If you want to know what areas you should learn about to be effective in the field, then this may be of interest. If you want some examples of areas where data science is being applied, or some suggestions of research areas that may be worthwhile pursuing for yourself, then this may be good, too. If you want to learn about a range of techniques, the relative merits of Big Data and NoSQL technologies (column databases, graph databases, key-value stores, etc), common statistical models and the issues they have with large datasets, or an overview on analysis using the most popular languages for numerical processing (such as R, Python, Matlab, etc), then this is not for you - as a result the book promises much but delivers more of a teaser or taster than the real thing.
The author is best at communicating his passion for 'Data Science' and his ideas of what techniques (i.e. his own home-grown ones) are most useful/scalable/reliable/'ready to provide limitless free energy', but less good at communicating how to apply the required techniques. e.g. I've been told I need to explain the 'lift' from my analysis, but I only know from previous reading what that means and how to estimate it, not from here. Very disappointing, although not without purpose.
There may be some good stuff in here but it's well hidden. Full of lists, scenarios and surprisingly unstructured thoughts, I found this very hard going indeed. It's an odd contrast between sections of very precise calculation and very vague assertions - do this, and you'll triple your income - and I have to admit for once I ran out of steam just before the end.
on 23 September 2014
Is the collation and analysis of data a 'science?' Well every discipline these days wants to be thought of as a science so maybe it's as valid a one as anything else, I mean if economics of all things can be accepted as a science, why can't data analysis. Whatever the worth of what is essentially a number crunching exercise and the analysis of data which could be as anomalous as it is subjectively relevant, this book doesn't really promote it in a very captivating way. In fact after a while, you begin to realise that perhaps the only thing being promoted here is the author. it's also not a very fluid book to work through, as it's pretty structure-less, often more like a stream of consciousness than anything else, and suddenly descends at times without warning into the depths of involved stats and lists...lots of lists....one gets the impression that the author likes lists.
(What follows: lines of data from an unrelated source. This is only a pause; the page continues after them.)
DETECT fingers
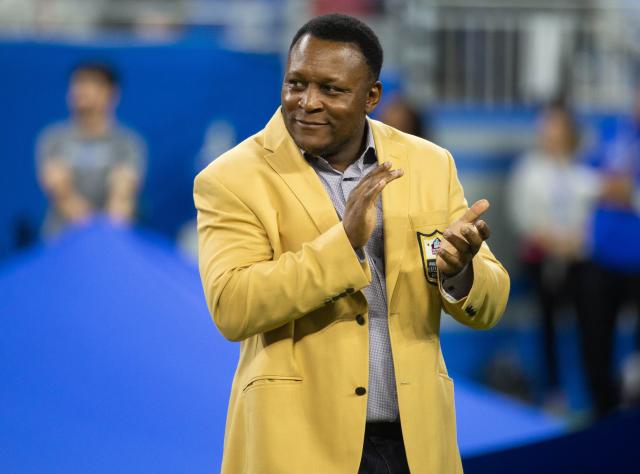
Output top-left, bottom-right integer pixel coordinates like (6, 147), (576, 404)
(436, 247), (466, 276)
(362, 162), (404, 204)
(436, 220), (491, 276)
(460, 199), (489, 224)
(476, 220), (491, 241)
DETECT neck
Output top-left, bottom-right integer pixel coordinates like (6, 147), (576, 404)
(75, 113), (111, 137)
(323, 122), (367, 172)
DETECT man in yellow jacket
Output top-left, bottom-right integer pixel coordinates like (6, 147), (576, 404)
(194, 14), (509, 474)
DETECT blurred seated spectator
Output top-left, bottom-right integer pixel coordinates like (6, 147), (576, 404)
(36, 63), (145, 236)
(508, 103), (599, 409)
(378, 94), (431, 140)
(580, 88), (640, 416)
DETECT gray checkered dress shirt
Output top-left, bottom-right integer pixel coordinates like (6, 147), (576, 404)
(305, 126), (398, 421)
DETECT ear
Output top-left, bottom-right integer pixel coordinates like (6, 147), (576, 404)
(365, 81), (382, 114)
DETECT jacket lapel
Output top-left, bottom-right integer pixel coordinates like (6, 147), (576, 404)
(369, 120), (411, 308)
(264, 108), (339, 237)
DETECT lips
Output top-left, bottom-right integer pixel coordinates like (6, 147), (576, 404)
(295, 119), (329, 128)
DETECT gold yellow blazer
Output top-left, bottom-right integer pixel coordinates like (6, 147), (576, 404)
(194, 110), (509, 474)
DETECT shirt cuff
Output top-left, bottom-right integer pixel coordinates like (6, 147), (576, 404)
(440, 264), (473, 303)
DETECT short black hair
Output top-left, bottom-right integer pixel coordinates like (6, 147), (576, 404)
(289, 13), (383, 81)
(69, 61), (120, 88)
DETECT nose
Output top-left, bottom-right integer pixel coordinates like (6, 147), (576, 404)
(298, 85), (322, 112)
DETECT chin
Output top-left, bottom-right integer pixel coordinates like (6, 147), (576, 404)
(294, 137), (328, 156)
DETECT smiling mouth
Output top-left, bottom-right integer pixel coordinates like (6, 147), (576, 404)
(296, 119), (329, 128)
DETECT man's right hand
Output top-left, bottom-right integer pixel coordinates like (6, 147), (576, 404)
(342, 161), (404, 249)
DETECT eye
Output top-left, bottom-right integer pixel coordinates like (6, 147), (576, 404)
(322, 84), (344, 95)
(287, 79), (304, 91)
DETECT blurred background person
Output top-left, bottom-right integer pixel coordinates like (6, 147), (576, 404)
(580, 83), (640, 416)
(507, 102), (599, 408)
(378, 94), (431, 140)
(36, 62), (145, 236)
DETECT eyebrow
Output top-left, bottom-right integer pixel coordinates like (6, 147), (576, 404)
(286, 70), (342, 84)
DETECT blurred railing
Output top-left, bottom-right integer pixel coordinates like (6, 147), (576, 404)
(0, 0), (640, 108)
(389, 0), (640, 108)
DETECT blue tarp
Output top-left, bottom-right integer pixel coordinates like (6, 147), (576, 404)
(0, 221), (237, 474)
(0, 37), (282, 258)
(0, 219), (562, 474)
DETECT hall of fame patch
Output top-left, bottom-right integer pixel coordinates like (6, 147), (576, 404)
(416, 229), (442, 285)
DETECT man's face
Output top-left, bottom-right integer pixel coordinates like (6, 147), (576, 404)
(68, 70), (115, 114)
(282, 35), (382, 157)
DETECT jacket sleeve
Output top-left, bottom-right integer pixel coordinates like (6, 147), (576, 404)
(194, 174), (371, 341)
(438, 152), (509, 329)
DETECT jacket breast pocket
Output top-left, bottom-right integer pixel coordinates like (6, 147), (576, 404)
(242, 375), (302, 393)
(409, 209), (448, 285)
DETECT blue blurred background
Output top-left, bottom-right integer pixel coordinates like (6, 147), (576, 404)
(0, 0), (640, 473)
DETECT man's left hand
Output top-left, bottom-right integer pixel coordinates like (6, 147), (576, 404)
(436, 199), (491, 277)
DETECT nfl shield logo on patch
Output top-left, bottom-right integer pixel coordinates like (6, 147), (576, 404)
(417, 230), (442, 285)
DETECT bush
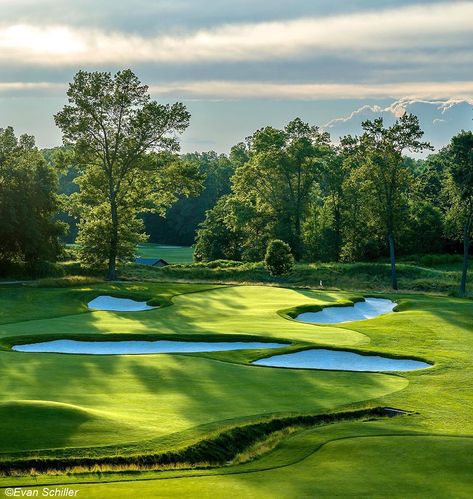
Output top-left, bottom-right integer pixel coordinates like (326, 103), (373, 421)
(264, 239), (294, 276)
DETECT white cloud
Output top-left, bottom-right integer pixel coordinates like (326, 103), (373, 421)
(324, 99), (473, 149)
(0, 2), (473, 65)
(0, 80), (473, 100)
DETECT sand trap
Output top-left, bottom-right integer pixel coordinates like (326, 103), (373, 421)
(253, 348), (431, 372)
(12, 340), (287, 355)
(295, 298), (396, 324)
(87, 296), (158, 312)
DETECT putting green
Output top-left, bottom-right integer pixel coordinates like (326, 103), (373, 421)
(0, 283), (473, 497)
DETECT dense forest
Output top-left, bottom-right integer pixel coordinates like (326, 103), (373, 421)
(0, 70), (473, 290)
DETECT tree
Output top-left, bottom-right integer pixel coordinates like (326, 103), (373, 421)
(0, 127), (64, 270)
(449, 131), (473, 296)
(233, 118), (330, 259)
(144, 151), (234, 246)
(55, 69), (202, 280)
(350, 113), (431, 289)
(194, 196), (242, 262)
(264, 239), (294, 276)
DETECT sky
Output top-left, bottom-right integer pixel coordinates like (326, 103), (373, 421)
(0, 0), (473, 152)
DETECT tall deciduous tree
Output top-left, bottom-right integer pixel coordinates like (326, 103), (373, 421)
(55, 70), (201, 280)
(352, 113), (431, 289)
(0, 127), (63, 270)
(234, 118), (330, 258)
(449, 131), (473, 296)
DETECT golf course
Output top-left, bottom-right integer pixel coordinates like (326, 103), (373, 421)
(0, 282), (473, 498)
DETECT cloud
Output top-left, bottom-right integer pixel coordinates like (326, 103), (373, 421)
(324, 99), (473, 149)
(0, 2), (473, 66)
(0, 80), (473, 100)
(150, 81), (473, 99)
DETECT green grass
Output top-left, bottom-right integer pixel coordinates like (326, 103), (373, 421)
(137, 243), (194, 263)
(0, 282), (473, 498)
(121, 262), (471, 294)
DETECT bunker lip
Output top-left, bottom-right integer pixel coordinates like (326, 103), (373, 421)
(87, 295), (158, 312)
(12, 340), (289, 355)
(252, 348), (432, 372)
(295, 297), (396, 324)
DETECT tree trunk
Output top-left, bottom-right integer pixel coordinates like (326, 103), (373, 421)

A saving grace for this book is that the author clear loves- indeed he lives and breathes- data analysis. Although one is tempted to tell him to get out more, fair play to him. This book though unfortunately is a missed opportunity to make data science sexy for the uninitiated. Shame.
In common it seems with other Amazon reviewers, author, Vincent Granville's Developing Analytic Talent, proved a rather uninspiring trip through the field of statistical analysis. Despite the blurb offering a positively glowing overview..'Learn what it takes to succeed in the the most in–demand tech job Harvard Business Review calls it the sexiest tech job of the 21st century.'..I didn't particularly feel excited by the authors rather plodding style or the stating of the obvious. To be fair, I just read it out of interest,not through a professional attachment so perhaps students in the field might find the book a useful source of reference and pointer?